Cosa c’è di più ridicolo di un paese che non riesce neppure a stampare moneta? Il Venezuela è riuscita nell’impresa di emettere così tante banconote da non avere più soldi per pagare le tipografie. Non è una barzelletta. Tempo fa, ha dovuto cessare il rapporto con la società De La Rue, non riuscendo a saldare le fatture per i servizi resi con la stampa dei bolivares. E così si è rivolto alla Russia, che tramite una società controllata dallo stato ha permesso al regime di Nicolas Maduro di continuare ad alluvionare l’economia di banconote sempre più carta straccia.

Ma evidentemente anche a Mosca, a un certo punto, vorrebbero essere pagati. Ed ecco che la disperazione di Caracas è arrivata a Caracas, per l’esattezza a Verona.

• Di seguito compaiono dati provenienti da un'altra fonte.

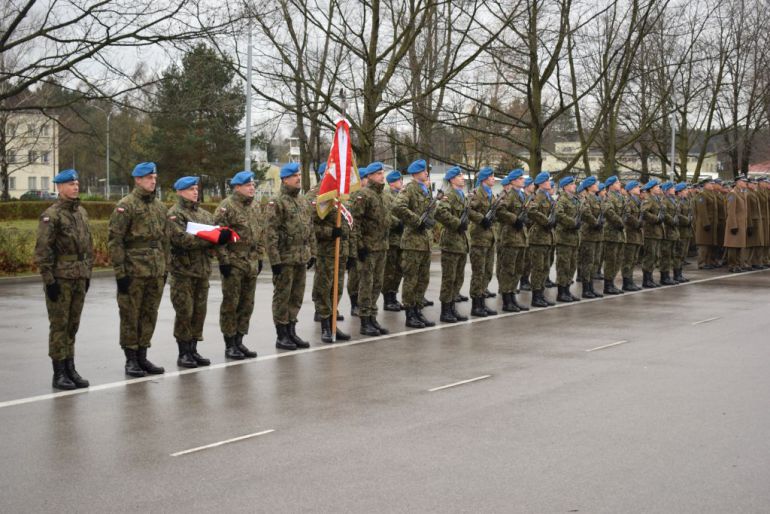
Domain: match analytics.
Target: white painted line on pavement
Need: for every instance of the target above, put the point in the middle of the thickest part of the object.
(221, 443)
(607, 346)
(440, 326)
(482, 377)
(706, 320)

Venezuela all’ottavo anno di recessione: a breve non estrarrà una goccia di petrolio

La banca centrale ha commissionato alla Fedrigoni, storica società controllata dal fondo americano Bain Capital e in virtù di un contratto siglato nel 2018, la bellezza di 71 tonnellate di banconote da 100.000 bolivares. E’ il valore nominale più alto mai emesso dal Venezuela, ma sapete quanto vale ogni biglietto? Appena 22 centesimi di dollaro, meno di 20 centesimi di euro. E questo, dopo che due anni fa il governo decise di ritirare le vecchie banconote, emettendone di nuove e con 5 zeri in meno.

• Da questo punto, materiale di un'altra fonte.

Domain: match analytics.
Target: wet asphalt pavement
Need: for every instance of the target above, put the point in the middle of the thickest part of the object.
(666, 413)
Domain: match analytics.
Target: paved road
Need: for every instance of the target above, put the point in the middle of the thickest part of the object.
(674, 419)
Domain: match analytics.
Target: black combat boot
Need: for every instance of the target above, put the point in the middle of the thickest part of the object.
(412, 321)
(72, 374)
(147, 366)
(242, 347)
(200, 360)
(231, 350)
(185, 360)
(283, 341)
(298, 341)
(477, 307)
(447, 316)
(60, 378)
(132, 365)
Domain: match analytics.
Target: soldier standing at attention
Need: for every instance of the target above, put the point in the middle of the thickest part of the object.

Se agli inizi del 2019 l’inflazione culminò al 350.000%, adesso risulta scesa a quasi il 2.400%. Ufficialmente, l’iperinflazione è finita da circa un anno e mezzo. Per essa, s’intende una crescita mensile dei prezzi di almeno il 50%. Questo non significa che i problemi dei venezuelani siano risolti. Anzi, ai ritmi attuali i prezzi aumentano di 25 volte in 12 mesi, quasi raddoppiando ogni mese. I bolivares non valgono davvero nulla e, infatti, i venezuelani più fortunati pagano esclusivamente in dollari, mentre il resto della popolazione punta più che altro sul baratto per fare acquisti.

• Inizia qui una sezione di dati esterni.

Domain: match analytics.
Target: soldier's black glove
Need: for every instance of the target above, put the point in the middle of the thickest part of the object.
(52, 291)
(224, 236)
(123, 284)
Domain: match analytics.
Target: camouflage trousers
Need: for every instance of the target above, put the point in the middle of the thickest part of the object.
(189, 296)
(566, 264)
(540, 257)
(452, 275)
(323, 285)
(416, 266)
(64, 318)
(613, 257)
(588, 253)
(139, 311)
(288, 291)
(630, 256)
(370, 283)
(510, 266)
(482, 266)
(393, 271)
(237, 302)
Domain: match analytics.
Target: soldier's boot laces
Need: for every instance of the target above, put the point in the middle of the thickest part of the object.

Ormai, servono più di 100 salari minimi mensili per fare la spesa.

Venezuela a caccia di oro

La situazione è diventata così drammatica, che la banca centrale ha reclamato l’oro depositato presso la Banca d’Inghilterra e che varrebbe oggi circa 1 miliardo di dollaro. Con i proventi della vendita, ha dichiarato, combatterebbe il Covid, accedendo al programma alimentare dell’ONU. Ma Londra ha risposto picche, non riconoscendo più ufficialmente il governo di Maduro, bensì quello di Juan Guaido, il leader delle opposizioni al regime. Caracas ha fatto ricorso e, in primo grado, il giudice britannico ha dato ragione alla Banca d’Inghilterra, mentre quello in appello ha richiesto più tempo per esprimersi, notando nel riconoscimento dell’amministrazione Guaido da parte di Londra una certa “ambiguità” espressiva.

L’unico bene esportato di fatto dal Venezuela è il petrolio, le cui estrazioni sono crollate a meno di 400 mila barili al giorno, con la prospettiva credibile di un totale azzeramento entro pochi mesi. Colpito dall’embargo USA per le ripetute violazioni dei diritti umani, il regime “chavista” non riesce più ad accedere ai dollari e da quasi tre anni ha dovuto sospendere i pagamenti relativi al debito sovrano su $65 miliardi di bond, precipitando in default. Da qui, il paradosso della prima economia al mondo per riserve petrolifere (oltre 300 miliardi di barili accertati) e con le stazioni di servizio a secco di carburante.